The act also transfers CCEDA's contract compliance duties to CRDA and extends them to more facilities. Prior law required CCEDA to designate a contract compliance officer to monitor the operations of the convention center, the convention center hotel, and their related parking facilities. The act extends these duties to any facility CRDA controls or manages.
CRDA must also review and evaluate capital city projects and any other project in the capital region that it financed. Like CCEDA under prior law, CRDA must determine (1) how many jobs each project created or expects to create, (2) the cost per job, (3) the value of private investment, (4) the number of new businesses stimulated and the jobs they created, and (5) the effects on tourism. The act also requires CRDA to measure increases in downtown Hartford's housing supply.
§ 14 — REPORTING
The act similarly transfers CCEDA's reporting duties to CDRA, but expands them to include any project in the capital region in which CRDA has been involved.
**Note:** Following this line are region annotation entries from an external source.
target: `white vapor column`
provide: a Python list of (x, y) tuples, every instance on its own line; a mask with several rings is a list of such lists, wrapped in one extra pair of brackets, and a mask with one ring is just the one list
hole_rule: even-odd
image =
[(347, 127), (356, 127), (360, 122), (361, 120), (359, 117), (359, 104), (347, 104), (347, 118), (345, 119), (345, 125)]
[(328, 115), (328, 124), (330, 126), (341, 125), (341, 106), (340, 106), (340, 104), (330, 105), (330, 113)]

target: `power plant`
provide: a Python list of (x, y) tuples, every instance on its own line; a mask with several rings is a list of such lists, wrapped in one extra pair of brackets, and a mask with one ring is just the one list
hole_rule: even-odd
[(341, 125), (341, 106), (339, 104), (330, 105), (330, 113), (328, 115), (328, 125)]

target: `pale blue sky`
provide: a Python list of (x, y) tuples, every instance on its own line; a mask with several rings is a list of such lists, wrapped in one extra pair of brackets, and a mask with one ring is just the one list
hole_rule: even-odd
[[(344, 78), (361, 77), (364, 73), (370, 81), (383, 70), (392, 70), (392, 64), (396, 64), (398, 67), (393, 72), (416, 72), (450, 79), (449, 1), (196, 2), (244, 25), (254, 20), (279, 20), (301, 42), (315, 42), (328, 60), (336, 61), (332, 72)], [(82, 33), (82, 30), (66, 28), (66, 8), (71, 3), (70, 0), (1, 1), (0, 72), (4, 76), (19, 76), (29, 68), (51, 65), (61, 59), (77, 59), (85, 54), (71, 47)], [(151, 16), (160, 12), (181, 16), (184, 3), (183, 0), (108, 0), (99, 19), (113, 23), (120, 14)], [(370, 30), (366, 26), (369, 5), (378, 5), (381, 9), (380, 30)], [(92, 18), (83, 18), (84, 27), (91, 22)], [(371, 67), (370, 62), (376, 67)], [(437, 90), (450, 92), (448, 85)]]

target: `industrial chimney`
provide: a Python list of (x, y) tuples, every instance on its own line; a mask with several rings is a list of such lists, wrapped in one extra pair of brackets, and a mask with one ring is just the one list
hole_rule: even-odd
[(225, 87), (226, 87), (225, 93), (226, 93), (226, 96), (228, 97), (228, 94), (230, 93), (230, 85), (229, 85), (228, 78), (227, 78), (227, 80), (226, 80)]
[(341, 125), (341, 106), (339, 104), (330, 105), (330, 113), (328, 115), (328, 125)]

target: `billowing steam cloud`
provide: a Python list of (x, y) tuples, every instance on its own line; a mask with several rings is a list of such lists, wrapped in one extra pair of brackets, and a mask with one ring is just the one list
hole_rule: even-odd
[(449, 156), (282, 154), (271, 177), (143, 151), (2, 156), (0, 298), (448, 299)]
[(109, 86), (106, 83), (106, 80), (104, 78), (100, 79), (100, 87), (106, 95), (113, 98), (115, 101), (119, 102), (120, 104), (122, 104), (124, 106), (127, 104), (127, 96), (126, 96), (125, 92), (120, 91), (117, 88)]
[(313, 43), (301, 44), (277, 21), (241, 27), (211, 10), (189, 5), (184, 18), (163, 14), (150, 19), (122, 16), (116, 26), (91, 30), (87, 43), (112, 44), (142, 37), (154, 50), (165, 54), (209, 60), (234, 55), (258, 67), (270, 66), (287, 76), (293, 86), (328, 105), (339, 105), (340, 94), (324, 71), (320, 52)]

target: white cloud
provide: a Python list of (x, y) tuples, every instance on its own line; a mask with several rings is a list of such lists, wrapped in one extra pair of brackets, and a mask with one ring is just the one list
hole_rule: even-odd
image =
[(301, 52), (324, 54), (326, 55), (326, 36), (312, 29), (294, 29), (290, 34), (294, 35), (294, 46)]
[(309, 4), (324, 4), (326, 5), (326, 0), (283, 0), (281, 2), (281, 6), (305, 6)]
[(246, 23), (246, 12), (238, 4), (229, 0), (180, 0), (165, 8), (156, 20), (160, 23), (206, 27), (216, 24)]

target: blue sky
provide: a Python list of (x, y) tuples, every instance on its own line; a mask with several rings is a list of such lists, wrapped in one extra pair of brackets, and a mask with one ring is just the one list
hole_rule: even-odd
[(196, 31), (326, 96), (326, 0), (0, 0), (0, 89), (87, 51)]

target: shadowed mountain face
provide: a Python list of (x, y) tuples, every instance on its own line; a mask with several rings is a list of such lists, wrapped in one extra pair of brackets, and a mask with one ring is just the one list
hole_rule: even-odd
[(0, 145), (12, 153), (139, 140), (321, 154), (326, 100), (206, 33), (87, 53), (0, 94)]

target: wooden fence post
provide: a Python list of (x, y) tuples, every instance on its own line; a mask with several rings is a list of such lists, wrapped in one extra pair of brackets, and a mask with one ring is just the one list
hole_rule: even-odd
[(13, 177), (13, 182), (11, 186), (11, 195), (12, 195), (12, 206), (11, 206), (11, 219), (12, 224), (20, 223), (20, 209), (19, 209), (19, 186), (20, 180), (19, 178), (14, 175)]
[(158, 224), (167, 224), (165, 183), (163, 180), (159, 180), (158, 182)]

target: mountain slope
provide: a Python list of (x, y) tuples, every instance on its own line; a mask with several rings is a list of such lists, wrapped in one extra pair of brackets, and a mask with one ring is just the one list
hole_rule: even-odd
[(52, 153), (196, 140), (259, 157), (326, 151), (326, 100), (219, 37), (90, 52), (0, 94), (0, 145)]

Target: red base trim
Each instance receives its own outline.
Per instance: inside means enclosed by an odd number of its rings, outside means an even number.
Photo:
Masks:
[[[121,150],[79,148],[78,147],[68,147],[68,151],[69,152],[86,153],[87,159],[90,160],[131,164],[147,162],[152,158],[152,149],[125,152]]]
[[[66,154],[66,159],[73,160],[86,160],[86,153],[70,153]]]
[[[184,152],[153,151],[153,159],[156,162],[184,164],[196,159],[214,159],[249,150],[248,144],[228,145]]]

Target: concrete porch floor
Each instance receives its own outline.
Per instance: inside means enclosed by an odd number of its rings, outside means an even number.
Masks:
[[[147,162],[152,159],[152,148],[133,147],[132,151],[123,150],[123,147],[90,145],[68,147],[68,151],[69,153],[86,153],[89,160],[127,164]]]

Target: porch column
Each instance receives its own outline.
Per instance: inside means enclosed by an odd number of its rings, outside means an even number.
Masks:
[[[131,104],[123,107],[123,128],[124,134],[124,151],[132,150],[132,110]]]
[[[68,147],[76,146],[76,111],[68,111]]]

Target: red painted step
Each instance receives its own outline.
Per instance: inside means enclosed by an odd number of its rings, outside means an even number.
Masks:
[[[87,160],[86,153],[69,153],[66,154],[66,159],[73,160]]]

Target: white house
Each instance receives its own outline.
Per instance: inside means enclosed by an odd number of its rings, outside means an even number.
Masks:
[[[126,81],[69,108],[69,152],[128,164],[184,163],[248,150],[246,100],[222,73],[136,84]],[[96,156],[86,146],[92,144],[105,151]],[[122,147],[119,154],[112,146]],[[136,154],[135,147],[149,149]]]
Consequently, CRDA must report annually by September 28 (90 days after the fiscal year begins), to the governor; Finance, Revenue and Bonding Committee; and state auditors on its finances, procurements, and employment. Among other things, the report must describe each project, its location, and the amount CRDA spent on construction.
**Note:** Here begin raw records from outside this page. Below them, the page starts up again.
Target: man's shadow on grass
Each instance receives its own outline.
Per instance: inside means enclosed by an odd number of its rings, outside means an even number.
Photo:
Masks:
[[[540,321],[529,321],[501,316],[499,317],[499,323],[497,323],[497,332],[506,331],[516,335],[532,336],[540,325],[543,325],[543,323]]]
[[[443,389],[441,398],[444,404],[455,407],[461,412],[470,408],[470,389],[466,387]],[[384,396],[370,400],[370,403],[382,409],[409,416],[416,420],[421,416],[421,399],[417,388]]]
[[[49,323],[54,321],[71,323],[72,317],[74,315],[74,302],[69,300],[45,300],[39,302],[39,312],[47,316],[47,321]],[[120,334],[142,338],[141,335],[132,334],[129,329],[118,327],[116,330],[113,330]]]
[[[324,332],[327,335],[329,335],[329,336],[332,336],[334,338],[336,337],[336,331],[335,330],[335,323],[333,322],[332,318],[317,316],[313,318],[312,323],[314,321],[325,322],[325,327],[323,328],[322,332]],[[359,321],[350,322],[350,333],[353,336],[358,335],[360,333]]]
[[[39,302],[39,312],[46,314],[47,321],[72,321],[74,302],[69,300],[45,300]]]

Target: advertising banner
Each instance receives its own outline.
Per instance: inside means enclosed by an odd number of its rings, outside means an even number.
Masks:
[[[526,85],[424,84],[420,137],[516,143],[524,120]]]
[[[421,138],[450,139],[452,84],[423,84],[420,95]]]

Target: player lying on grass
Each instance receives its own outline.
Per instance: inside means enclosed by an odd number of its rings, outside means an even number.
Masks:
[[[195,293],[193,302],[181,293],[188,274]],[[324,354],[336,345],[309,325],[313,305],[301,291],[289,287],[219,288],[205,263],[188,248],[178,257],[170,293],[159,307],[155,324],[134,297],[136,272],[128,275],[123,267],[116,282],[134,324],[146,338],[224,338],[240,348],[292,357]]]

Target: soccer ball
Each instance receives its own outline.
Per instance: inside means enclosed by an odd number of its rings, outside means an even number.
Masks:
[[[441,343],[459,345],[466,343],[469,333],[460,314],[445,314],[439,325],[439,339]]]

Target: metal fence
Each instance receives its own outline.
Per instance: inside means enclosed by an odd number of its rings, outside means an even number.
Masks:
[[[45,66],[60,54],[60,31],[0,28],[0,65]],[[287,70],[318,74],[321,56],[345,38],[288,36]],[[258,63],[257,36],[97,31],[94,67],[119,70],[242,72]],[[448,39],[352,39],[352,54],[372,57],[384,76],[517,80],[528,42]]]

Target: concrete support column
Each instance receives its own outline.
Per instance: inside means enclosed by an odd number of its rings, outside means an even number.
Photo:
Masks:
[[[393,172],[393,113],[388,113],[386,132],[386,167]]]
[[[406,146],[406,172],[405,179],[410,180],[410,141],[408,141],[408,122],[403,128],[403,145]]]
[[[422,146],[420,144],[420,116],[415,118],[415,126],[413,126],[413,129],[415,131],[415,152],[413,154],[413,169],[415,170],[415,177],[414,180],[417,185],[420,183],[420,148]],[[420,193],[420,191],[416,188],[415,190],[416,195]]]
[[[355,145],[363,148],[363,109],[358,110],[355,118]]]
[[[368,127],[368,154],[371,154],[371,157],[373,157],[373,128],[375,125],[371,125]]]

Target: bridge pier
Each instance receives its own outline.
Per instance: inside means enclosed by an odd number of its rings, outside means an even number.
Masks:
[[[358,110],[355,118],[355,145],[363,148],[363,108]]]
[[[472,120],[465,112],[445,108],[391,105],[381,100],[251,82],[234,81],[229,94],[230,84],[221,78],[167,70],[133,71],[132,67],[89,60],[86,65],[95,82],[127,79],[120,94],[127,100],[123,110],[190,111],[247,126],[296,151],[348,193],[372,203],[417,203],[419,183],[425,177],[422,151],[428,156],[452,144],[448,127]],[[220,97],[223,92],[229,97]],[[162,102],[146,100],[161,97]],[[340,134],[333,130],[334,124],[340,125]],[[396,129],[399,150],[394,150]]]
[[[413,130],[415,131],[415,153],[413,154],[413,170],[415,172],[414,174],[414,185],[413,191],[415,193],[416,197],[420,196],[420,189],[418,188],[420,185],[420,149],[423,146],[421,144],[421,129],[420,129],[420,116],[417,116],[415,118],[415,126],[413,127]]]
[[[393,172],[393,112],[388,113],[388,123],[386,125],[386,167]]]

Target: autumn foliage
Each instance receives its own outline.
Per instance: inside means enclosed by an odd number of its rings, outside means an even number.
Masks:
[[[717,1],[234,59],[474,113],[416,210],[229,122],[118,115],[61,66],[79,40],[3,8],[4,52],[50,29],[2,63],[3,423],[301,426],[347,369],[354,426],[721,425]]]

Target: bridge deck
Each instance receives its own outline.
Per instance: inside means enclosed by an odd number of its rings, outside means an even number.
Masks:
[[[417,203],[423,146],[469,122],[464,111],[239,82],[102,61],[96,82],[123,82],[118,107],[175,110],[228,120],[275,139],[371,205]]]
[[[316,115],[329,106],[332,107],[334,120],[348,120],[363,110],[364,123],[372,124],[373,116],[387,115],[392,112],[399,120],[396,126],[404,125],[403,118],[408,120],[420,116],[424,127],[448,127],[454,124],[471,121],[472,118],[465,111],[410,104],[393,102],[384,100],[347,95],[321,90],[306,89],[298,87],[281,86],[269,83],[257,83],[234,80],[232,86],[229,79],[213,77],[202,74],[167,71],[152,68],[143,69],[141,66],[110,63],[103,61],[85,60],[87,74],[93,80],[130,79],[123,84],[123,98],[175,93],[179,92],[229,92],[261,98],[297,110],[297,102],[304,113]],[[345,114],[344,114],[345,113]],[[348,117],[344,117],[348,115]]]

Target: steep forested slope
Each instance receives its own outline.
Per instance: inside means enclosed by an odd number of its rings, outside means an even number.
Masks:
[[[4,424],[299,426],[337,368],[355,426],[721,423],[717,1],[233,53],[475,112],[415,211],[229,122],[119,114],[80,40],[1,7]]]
CRDA must also report annually on the status of the Adriaen's Landing project.
§§ 10 & 11 — ADMINISTRATIVE SUPPORT AND SERVICES
The act reassigns the responsibility for providing various administrative and support services. Prior law allowed the OPM secretary to provide a range of administrative and support services to CCEDA through a memorandum of understanding (MOU) between the secretary and the authority. The act transfers this authority to the DECD commissioner.
Under prior law, an MOU could specify the administrative and support services that OPM would provide to CCEDA and how CCEDA would reimburse OPM. The MOU could also address contracts and accounts and specify how the management of the convention center and stadium facility (i. e. , Rentschler Field) would be coordinated. The act expands the range of facilities to include other sports, exhibition, and coliseum facilities.
Prior law allowed the OPM secretary and CCEDA to provide financial management and construction services to the Connecticut Center for Science and Exploration. The act transfers this duty to CRDA only.
PA 12-189, An Act Authorizing Bonds of the State for Capital Improvements, Transportation, and Other Purposes, authorizes up to $60 million in bonds for CRDA to encourage new housing in downtown Hartford.